Essa certamente a diferença dos tempos de Bach, Beethoven ou mesmo Villa_Lobos. Despendem-se horas a fio a se discutir a crise como se ela fosse diferente dos mecanismos que levam os homens à guerra; ou ao absurdo dos espetáculos televisivos aos quais cunhamos o adjetivo “popular”. Platão descria do processo democrático. Considerava que o mais importante do que escolher governos democráticos, era ter como entregar o processo da governança a filósofos – eles saberiam gerir a coisa pública, incluindo-se aií certamente, as atividades artísticas. Platão não contava com uma palavra – a mídia – justamente a “mediar” as escolhas da população para o resto.

Chegamos a isso nos dois últimos séculos. Talvez se explique que, como dos salões oficiais, de certos concertos e de tudo o mais , incluindo-se a questão econômica, tema-se sempre pelo pior. Ou pelas soluções ditadas, não pelo povo, que cada vez sabe menos, mas pelos únicos que alguns de nós sabem, que sabem. E que jamais incluirão o povo em suas soluções.

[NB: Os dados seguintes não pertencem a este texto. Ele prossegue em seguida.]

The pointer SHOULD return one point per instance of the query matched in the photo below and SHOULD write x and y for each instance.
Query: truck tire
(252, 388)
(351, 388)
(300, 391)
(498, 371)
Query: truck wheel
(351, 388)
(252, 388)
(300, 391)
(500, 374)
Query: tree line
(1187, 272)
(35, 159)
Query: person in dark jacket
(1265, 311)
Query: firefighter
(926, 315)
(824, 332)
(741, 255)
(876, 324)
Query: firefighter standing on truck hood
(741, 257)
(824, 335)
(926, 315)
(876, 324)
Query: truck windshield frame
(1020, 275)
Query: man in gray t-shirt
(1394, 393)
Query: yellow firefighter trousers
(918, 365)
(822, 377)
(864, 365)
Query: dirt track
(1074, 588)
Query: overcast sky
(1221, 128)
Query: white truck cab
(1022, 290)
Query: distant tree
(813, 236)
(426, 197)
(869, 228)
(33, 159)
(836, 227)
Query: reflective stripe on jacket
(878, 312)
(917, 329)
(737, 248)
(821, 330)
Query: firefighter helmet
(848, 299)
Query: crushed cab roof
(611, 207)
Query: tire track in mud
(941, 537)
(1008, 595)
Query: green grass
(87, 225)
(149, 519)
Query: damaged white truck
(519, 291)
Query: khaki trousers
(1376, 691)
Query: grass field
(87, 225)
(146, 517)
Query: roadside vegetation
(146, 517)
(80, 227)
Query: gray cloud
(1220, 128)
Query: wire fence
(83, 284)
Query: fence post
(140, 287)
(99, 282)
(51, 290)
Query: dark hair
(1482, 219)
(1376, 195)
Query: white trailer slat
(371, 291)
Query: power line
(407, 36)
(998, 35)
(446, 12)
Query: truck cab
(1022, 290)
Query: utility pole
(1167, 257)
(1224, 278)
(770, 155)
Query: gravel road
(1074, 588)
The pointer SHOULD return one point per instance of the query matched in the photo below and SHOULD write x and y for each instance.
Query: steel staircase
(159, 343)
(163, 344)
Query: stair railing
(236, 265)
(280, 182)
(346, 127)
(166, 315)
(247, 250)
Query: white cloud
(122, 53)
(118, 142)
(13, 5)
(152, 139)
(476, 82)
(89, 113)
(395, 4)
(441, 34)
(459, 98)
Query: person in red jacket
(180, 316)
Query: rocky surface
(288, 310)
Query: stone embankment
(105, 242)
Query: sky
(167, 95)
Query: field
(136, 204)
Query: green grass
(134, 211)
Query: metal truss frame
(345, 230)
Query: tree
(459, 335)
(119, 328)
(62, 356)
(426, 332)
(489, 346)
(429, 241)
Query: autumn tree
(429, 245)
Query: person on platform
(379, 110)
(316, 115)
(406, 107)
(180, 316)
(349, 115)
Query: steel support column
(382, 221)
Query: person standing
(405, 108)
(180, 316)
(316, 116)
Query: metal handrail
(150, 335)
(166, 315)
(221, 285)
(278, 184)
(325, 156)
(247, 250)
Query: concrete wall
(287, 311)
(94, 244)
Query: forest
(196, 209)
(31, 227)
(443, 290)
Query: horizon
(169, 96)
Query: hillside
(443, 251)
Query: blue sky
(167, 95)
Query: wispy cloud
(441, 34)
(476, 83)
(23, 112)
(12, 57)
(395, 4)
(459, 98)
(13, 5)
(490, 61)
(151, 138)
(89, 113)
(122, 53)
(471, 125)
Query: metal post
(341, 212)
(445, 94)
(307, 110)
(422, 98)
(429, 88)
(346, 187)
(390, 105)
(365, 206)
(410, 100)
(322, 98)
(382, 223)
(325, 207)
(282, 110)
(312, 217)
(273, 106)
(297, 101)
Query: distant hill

Há anos, a Bienal de São Paulo reuniu artistas e críticos para uma discussão justamente a respeito do futuro da mostra. Ninguém conseguiu convencer ninguém de que o modelo em si já estava acabado. Pode-se extrapolar o mesmo sobre o sistema e a sua crise global. Ninguém nas altas rodas ousa dizer que os mesmos agentes que causaram a crise não deveriam estar a geri-la, muito antes pelo contrário. Mas essa é a questão resolutamente proibida no debate. Concluir qualquer coisa além dessa orientação, é admitir que as pessoas não cultas, talvez tenham algo a dizer. Mas, nesse caso, há o risco de se cair numa democracia real e, por extensão, na realidade do sistema. Um dia ele irá transparecer, é inevitável: o problema são os custos disso.

Muita gente que foi à Bienal de Veneza este ano, estacou na entrada e se recusou a ver o resto da mostra. Os organizadores da exposição tiveram a feliz idéia de pendurar na parede três grandes telas do maneirista Jacobo Tintoretto: era o bastante para que as pessoas voltassem satisfeitas para casa. A verdade de Tintoretto convencia-os de que não valia a pena arriscar-se às muitas bobagens que a mostra de Veneza lhes imporia. A realidade tem, de fato, algo de solerte: ela se impõe, a despeito das teorias aparatosas que, durante certo tempo, convencem os desavisados e os incultos de que não sabem nada. Então, um dia, o começo de conversa é Tintoretto. É quando cessam tudo o que as antigas Musas cantam.

Enio Squeff é artista plástico e jornalista.